Die Kommission wird von den Regierungschefs beauftragt, bis Anfang 2014 ein Maßnahmenpaket für das weitere gemeinsame energiepolitische Vorgehen vorzulegen. Seit Wochen schon wurden viele Einzelvorschläge zusammengetragen. Man will den Energiebinnenmarkt vollenden, Preise senken, die Verbrauchereffizienz erhöhen, aber auch um eine „Diversifizierung“ der Energiequellen, also um neue „Produkte“. Da dürfte auch das umstrittene Schiefergas eine Rolle spielen, dessen Förderung, das sogenannte Fracking, ausgebaut werden soll.

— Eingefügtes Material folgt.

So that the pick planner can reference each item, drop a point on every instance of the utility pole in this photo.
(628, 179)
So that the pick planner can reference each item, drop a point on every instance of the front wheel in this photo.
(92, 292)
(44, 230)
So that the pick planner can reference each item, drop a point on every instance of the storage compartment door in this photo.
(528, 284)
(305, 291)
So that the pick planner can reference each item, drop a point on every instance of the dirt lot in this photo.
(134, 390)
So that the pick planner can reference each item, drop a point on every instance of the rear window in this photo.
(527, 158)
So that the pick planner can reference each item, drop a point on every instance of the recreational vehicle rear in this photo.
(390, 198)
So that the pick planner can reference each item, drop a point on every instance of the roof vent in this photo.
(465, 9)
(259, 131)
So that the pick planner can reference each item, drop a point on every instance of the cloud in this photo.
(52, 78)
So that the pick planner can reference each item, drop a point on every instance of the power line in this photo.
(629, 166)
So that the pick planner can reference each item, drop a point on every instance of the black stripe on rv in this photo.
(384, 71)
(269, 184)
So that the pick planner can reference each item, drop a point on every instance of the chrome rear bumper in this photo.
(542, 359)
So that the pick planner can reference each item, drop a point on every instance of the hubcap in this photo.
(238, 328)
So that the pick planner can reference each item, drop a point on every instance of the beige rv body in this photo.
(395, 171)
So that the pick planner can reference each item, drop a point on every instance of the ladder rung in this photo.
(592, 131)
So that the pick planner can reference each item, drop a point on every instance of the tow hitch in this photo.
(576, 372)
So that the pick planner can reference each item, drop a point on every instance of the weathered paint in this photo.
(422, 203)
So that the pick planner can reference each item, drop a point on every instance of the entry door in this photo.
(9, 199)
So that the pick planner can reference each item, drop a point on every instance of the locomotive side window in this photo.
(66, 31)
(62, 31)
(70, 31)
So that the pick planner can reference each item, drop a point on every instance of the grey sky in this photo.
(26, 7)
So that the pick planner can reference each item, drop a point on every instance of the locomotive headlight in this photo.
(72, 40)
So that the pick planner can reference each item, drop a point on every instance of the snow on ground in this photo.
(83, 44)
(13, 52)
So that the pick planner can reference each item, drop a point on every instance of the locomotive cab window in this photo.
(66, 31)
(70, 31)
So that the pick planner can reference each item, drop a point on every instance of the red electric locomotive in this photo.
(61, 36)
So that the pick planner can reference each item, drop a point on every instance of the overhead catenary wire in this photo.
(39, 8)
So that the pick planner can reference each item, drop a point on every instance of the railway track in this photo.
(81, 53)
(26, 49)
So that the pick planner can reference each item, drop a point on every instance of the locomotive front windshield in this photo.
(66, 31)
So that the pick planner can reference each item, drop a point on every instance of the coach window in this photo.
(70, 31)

Punkt 5, Absatz c des Gipfeldokuments ist brisant, denn dort heißt es, dass die Kommission aufgefordert wird, die Regeln für staatliche Beihilfen zu überprüfen, die es erlauben, „zielgerichtete Maßnahmen“ zu setzen, um „Investitionen in Energie und Umweltschutz“ zu ergreifen. Bis zuletzt wurde um diesen Passus gerungen. In einer früheren Fassung war dabei noch explizit von „low carbon“, also von treibhausgasarmen Energien die Rede. Dahinter verbirgt sich aber im Kern nichts anderes als Atomstrom, der in den Augen der großen Produzenten in Frankreich, Großbritannien sehr umweltfreundlich ist. Und billig. Behaupten zumindest die Energiekonzerne. Solange man die Folgekosten nicht mit einrechnet. Jetzt bleibt nur abzuwarten, was die Kommission genau beschließt.